Epiphany –  Jan 6 until Lent  begins Feb. 22, 2023

Adoration of the Magi – Bartholomäus Zeitblom (c. 1450 – c. 1519)

The English word “Epiphany” comes from the Greek word epiphaneia, which means “appearing” or “revealing.” Epiphany focuses on God’s self-revelation in Christ.  

Epiphany celebrates the twelfth day of Christmas, the coming of the Magi to give homage to God’s Beloved Child. 

The Epiphany celebration remembers the three miracles that manifest the divinity of Christ. The celebration originated in the Eastern Church in AD 361, beginning as a commemoration of the birth of Christ. Later, additional meanings were added – the visit of the three Magi, Christ’s baptism in the Jordan River with the voice from heaven that identifies Jesus as God’s son, and his first miracle at the wedding in Cana. These three events are central to the definition of Epiphany, and its meaning is drawn from these occurrences.

More about Epiphany

The Epiphany Readings

The Epiphany readings are about travel, journey and ultimately sharing Christ’s light. But it is not easy as the opponents of Christ are present. Link to the readings:

  • Isaiah 60:1-6
  • Psalm 72:1-7,10-14
  • Ephesians 3:1-12
  • Matthew 2:1-12

    Epiphany means “appearance of the Lord.” In the East, where it started, this feast was instituted not to recall the Magi, but the birth of Jesus, the Christmas, the appearance of the light. In the West—where Christmas was celebrated on December 25—it was received in the fourth century and became the feast of the “manifestation of the light of the Lord” to the Gentiles and the universal call to all people to salvation in Christ. Magi reveal the truth of John 1:9 – the true of God, coming into the world, enlightens all creation and every person. Every child is an incarnation of our beloved Savior.

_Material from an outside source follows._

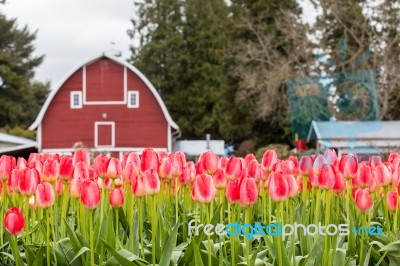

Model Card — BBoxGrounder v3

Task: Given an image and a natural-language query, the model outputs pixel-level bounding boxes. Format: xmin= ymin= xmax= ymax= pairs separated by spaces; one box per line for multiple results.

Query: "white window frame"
xmin=128 ymin=91 xmax=139 ymax=108
xmin=70 ymin=91 xmax=82 ymax=109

    The light image is significant. The word used for the “East” in the Gospel , “anatolai (plural)/anatole (singular)”, really means “the rising,” that is, the rising of the sun (our word “orient” comes from a Latin word with the same meaning: oriens). The word “anatole” would have had a number of resonances for the first Greek-speaking, Jewish-Christian hearers of Matthew’s story.

    First, the rising of the sun in the East readily suggests the imagery of light, which is often associated with salvation in the Bible. The Old Testament reading for the day (Isaiah 60:1-6), to which the magi story clearly alludes (see especially verses 5-6), begins with the words, “Arise, shine; for your light has come, and the glory of the Lord has risen upon you.”

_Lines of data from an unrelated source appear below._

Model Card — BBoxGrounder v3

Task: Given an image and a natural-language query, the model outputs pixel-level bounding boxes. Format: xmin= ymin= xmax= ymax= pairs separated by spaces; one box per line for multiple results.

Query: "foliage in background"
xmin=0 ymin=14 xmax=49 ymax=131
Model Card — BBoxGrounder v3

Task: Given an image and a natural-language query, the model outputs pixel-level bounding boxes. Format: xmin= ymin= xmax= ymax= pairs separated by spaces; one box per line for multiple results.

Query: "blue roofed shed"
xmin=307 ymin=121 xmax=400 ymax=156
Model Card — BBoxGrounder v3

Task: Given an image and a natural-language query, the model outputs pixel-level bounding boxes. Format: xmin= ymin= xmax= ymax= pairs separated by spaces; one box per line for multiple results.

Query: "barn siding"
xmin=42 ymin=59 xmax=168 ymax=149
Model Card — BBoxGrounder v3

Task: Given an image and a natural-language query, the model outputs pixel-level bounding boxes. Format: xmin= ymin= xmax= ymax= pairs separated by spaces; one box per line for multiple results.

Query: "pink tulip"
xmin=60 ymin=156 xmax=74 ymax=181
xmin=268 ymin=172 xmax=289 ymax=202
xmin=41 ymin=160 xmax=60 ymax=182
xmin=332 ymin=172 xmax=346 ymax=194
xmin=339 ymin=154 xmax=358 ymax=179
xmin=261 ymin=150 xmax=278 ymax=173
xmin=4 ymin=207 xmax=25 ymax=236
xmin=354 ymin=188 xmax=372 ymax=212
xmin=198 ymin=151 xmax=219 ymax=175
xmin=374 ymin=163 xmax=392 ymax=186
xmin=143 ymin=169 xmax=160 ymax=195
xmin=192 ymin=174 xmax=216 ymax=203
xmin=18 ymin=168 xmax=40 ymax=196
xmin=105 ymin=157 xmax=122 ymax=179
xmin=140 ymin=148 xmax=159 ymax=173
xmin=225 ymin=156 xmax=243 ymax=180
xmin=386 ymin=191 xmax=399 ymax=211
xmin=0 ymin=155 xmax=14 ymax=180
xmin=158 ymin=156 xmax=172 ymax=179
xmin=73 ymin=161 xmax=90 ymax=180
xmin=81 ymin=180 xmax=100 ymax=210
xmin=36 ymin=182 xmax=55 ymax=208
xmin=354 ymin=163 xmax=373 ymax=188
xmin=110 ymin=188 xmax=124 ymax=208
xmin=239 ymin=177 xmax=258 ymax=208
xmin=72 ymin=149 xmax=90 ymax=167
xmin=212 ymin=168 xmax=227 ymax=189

    Isaiah’s vision of salvation, the light of the Lord shined, includes a pilgrimage of the nations, who will come to Israel’s light, to worship the God of Israel, bringing their gifts. With the story of the Magi, Matthew is telling us that this prophecy is fulfilled: guided by the light of the Messiah, the Gentiles (represented by the Magi) make their way to Jerusalem, to bring gold, frankincense and myrrh. The popular piety applied to each of these gifts a symbolic meaning: gold indicates the recognition of Jesus as king, incense represents the adoration in front of his divinity, myrrh recalls his humanity—this fragrant resin will be remembered during the passion (Mk 15:23; Jn 19:39).

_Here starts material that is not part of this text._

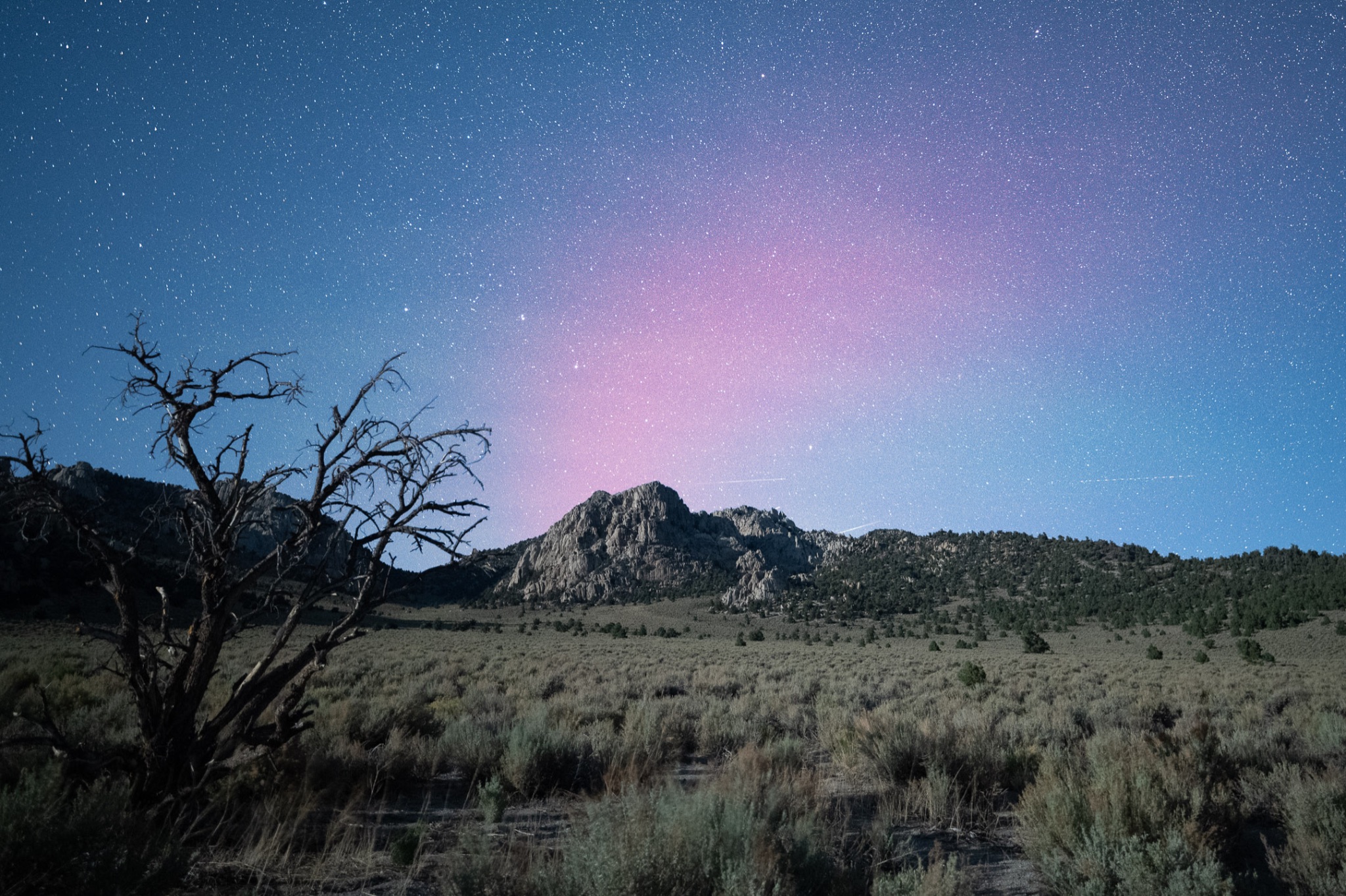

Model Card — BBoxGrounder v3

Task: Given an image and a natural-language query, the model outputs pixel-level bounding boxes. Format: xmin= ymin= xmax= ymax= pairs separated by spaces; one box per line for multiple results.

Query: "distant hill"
xmin=0 ymin=464 xmax=1346 ymax=637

    Even the story of the mounts was not invented for nothing. It is still the first reading today that speaks to us of “a troop of camels and dromedaries” that come from the East (Is 60:6). Unlike the shepherds who contemplated and rejoiced in front of the salvation that the Lord had revealed to them, the magi prostrated themselves in worship (v. 11). Their gesture recalls the court’s ceremony—the prostration and kissing of the feet of the king—or kissing the ground before the image of the deity. The pagans have therefore recognized as their king and their God, the child of Bethlehem and offered him their gifts.